Von Bürgerreporter/in Nicole Koller  |  18.05.2010  | Netzcode: 2327724  |  1241 Mal gelesen.Beitrag einer OWZ-Bürgerreporter/in
Hahnbach

Neues aus meinem Familienleben

"Kleine Putzgeister"

Wenn unser kleiner Sohn mit seinem besten Freund spielt, kann es schon mal vorkommen, dass da ein bisschen Unsinn gemacht wird…
Kürzlich war es dann mal wieder soweit. Sein ebenfalls vier Jahre alter Freund war bei uns zu Besuch, und die beiden Jungs spielten erst unten, wo ich sie immer unter visueller Kontrolle hatte, und gingen dann nach einer Weile nach oben in das Zimmer unseres Jüngsten. Nebenan ist gleich unser Büro, welches wir erst kürzlich neu gestrichen haben, in dem mein lieber Mann gerade für seinen Arbeitgeber tätig war.

Während ich nun im Wohnzimmer zusammen mit unserem zurzeit spanisch sprechenden Scanner hart am Computer arbeitete, und gleichzeitig die beiden Kleinen unter guter akustischer Kontrolle wusste, kam es nun wie es kommen musste…
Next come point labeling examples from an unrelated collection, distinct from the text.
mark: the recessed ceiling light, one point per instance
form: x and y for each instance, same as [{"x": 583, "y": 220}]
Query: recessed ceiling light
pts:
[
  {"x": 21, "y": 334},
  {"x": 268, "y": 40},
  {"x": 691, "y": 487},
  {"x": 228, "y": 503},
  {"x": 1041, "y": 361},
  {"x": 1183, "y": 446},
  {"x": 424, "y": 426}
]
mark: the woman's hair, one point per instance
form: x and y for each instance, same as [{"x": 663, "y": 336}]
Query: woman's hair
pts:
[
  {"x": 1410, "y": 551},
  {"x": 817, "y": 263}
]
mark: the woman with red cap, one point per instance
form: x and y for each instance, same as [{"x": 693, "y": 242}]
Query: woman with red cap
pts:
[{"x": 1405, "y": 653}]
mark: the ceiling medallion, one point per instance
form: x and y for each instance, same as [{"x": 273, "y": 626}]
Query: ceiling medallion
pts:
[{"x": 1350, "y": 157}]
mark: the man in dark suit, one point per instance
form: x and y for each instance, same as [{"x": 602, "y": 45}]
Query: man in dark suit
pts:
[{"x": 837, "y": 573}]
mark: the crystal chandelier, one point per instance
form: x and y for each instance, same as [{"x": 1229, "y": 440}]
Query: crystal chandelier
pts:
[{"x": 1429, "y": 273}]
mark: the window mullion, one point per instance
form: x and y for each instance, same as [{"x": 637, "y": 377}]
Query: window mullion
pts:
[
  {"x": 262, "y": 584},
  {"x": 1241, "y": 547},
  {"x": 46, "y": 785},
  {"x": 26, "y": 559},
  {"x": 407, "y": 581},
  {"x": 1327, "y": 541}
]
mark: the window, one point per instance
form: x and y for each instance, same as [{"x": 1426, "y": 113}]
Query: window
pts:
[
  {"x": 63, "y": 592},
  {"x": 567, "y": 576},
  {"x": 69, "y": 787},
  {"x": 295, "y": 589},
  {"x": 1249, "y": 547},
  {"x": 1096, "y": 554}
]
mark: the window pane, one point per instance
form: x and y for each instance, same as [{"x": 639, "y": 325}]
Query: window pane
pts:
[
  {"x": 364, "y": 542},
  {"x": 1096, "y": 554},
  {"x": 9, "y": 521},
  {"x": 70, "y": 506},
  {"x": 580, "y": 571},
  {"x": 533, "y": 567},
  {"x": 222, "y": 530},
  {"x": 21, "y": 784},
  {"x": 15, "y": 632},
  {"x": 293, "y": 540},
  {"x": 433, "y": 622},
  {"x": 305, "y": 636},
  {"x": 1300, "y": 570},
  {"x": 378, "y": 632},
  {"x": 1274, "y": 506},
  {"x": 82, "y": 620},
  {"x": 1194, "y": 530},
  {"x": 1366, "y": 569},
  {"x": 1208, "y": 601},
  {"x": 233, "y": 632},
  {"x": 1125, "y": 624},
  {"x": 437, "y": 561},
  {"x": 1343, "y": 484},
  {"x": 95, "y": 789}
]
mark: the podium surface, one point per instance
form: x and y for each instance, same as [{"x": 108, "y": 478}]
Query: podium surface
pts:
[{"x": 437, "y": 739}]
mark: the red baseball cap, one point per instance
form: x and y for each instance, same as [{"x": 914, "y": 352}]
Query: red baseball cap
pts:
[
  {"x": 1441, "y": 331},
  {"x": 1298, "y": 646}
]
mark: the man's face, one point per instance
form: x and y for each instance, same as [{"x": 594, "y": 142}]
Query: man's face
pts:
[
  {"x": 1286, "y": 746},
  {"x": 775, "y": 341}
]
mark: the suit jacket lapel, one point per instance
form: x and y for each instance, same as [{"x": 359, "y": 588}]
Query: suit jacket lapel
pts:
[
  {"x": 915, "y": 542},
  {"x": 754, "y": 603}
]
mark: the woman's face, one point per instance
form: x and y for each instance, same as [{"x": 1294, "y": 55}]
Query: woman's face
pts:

Nach ein paar Minuten hörte ich lautes Kindergetrappel auf dem Balkon, der ans Zimmer unseres kleinen Sohnes angrenzt. Ich ging dann gleich mal nach oben, um nach dem Rechten – und gleich auch nach dem Linken – zu sehen, da man zwei vierjährige Schlitzöhrchen nicht alleine auf einen Balkon lassen sollte. Die beiden waren ganz eifrig mit unserem großen Besen zugange, weil der Freund unseres Sohnes Erde aus dem Blumentopf mit einer großen Palme rausgeworfen hat, die eigentlich nur „Urlaub“ im Zimmer unseres Jüngsten macht, bis sie wieder zurück ins noch nicht ganz fertiggestellte Büro darf.

Das bisschen Erde neben dem Blumentopf habe ich dann schnell selber weggekehrt und den beiden bei der Gelegenheit gleich ihr „Werkzeug“ weggenommen. Ich wunderte mich da nur, warum die beiden auf dem Balkon gekehrt hatten…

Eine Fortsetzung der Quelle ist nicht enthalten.